Nella seconda sfida Emma fa scendere sul parquet Lorella; Bosè resta sul ballo e chiama in causa Nicolò. I giurati scelgono Nicolò. Per la terza decisiva prova (  dove contano  i tre punti)  Moreno si scontra con Nicolò. Che vince.

Poi, Emma, mai doma, mai disposta a perdere, schiera Greta in un brano ( famoso e bellissimo) dal titolo ‘ Gli uomini non cambiano’. Miguel risponde con Verdiana e Ylenia, che s’impegnano nel brano ‘ Io canto’. Il punto questa volta va ai Bianchi. Nel duetto con l’ospite Miguel punta su Ylenia ( con gli Stadio) mentre Emma ripropone se stessa. E non sbaglia, perchè vince.  I tre punti però vengono assegnati alla squadra blu. Fuori gara esibizione di Miguel Bosè, in spagnolo, accompagnato da Eleonora, sua nipote.

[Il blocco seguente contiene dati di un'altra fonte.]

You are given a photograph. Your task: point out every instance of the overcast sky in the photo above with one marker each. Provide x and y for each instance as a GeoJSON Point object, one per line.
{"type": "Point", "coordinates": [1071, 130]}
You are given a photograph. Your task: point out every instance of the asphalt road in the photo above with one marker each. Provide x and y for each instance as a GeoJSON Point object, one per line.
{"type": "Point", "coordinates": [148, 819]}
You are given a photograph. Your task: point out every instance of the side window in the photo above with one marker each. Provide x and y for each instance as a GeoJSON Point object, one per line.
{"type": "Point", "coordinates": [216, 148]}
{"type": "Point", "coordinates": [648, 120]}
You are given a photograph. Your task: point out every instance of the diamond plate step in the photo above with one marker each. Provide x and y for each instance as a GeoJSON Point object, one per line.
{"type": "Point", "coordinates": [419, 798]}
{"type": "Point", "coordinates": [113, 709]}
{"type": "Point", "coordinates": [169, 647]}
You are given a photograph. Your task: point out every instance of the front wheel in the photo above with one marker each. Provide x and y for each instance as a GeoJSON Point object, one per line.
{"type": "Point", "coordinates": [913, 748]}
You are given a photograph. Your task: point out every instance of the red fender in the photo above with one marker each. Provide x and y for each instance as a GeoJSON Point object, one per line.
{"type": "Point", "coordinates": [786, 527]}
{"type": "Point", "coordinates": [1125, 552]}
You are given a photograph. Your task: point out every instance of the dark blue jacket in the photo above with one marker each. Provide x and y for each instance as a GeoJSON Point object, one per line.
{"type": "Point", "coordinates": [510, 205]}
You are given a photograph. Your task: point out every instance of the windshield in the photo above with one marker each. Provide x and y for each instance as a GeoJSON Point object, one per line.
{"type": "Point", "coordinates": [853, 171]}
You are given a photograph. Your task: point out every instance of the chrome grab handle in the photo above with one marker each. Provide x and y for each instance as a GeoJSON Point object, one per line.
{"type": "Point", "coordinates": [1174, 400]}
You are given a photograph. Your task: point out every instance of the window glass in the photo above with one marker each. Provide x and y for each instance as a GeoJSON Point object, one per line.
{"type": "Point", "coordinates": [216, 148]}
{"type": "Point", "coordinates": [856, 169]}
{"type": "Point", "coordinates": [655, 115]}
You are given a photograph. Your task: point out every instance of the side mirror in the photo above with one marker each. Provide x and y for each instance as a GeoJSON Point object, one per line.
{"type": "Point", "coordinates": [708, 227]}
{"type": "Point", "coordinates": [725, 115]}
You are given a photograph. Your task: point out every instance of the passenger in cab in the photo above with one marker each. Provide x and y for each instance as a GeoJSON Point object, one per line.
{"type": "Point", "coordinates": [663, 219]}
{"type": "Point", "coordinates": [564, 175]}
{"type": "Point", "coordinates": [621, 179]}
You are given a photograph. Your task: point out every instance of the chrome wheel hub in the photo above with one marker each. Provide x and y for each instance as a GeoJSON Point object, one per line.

Nella scelta dell’eliminabile, Miguel chiama Pasquale, i professori chiamano Lorella e i ragazzi scelgono Greta. Emma salva però Pasquale.  Mentre i professori sono clementi verso Greta.  Nello scontro diretto per l’eliminazione serale  Edwin è posto davanti a Lorella. Il ragazzo canta un suo brano ‘Mattia‘, la ragazza invoca il suo cavallo da battaglia, che la salva. Per Edwin c’è il mesto addio al talent show.

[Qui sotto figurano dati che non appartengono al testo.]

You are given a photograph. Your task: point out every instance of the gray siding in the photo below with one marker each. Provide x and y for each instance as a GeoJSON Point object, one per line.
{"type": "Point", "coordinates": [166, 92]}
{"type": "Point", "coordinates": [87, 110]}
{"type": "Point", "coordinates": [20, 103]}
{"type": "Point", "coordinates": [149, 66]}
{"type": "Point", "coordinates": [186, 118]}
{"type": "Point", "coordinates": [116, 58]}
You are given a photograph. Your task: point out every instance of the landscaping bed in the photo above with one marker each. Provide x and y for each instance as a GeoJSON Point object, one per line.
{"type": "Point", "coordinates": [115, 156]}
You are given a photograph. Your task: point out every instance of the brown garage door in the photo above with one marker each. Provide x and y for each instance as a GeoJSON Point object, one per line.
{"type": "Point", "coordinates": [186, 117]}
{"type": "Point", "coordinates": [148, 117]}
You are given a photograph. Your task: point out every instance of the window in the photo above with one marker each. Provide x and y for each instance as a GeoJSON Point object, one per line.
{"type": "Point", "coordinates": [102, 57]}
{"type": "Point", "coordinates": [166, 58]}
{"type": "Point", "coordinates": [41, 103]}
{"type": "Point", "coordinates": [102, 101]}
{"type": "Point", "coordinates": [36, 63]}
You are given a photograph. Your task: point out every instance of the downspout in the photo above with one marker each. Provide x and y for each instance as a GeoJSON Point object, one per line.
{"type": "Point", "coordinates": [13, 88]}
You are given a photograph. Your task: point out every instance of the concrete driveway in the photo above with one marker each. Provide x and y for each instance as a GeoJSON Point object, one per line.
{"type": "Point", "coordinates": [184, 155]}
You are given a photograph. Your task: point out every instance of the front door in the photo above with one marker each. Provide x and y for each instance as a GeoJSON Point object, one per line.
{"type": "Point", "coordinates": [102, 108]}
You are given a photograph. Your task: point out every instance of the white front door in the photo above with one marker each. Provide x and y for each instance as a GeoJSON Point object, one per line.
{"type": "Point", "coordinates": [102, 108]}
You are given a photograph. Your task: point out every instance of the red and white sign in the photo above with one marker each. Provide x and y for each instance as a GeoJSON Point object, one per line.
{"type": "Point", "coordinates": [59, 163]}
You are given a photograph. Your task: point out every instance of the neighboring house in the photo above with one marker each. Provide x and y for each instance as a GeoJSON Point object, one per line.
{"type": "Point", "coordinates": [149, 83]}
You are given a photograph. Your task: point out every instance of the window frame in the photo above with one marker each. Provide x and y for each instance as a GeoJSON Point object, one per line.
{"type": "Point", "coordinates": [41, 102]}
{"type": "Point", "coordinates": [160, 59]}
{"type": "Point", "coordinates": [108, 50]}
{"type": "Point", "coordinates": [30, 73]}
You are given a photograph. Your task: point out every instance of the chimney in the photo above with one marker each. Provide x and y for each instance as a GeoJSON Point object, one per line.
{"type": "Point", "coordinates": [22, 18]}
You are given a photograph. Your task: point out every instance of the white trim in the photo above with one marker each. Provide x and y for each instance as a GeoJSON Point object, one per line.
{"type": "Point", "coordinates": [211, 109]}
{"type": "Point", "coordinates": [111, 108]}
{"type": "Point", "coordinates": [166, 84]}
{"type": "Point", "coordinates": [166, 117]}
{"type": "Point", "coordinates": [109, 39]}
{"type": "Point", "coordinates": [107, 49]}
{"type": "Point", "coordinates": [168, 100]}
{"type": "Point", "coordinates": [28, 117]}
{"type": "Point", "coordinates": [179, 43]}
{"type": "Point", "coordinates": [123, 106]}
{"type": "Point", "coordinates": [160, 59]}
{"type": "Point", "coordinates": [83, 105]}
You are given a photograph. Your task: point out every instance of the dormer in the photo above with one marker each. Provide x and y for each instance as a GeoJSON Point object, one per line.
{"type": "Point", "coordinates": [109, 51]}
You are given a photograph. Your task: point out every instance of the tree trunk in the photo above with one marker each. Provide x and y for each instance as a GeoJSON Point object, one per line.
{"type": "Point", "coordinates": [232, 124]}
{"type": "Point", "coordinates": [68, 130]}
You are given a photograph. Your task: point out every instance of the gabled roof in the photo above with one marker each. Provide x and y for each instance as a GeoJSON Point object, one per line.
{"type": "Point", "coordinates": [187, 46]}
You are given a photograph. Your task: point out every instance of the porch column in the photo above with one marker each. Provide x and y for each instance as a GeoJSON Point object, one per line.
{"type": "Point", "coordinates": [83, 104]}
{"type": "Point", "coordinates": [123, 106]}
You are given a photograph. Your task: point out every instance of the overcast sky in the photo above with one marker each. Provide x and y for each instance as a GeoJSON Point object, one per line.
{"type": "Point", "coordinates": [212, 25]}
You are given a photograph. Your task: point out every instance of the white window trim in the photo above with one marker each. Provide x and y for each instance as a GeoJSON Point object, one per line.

IL COMMENTO. Un’altra puntata all’insegna del fuoco. Alimentata dalla passione di parte,  almeno per alcuni dei presenti assiepati sulle tribune ( da stadio) che incoronano il campo di gara. L’auspicio resta  quindi quello che l’attaccamento verso i propri beniamini funga da stimolo e  non da spirito di parte. Ai ragazzi va data, senza l’ombra del dubbio, ogni possibilità per far emergere il proprio talento. Belle le battute, simpatici gli sfottò, ma che tutto resti nel contesto d’una competizione che ( sia pure con qualche umano difetto) premi ( alla fine) colui ( o colei) che ha convinto di più. Lo spettacolo italiano cerca’ talenti‘, non ‘ raccomandati‘.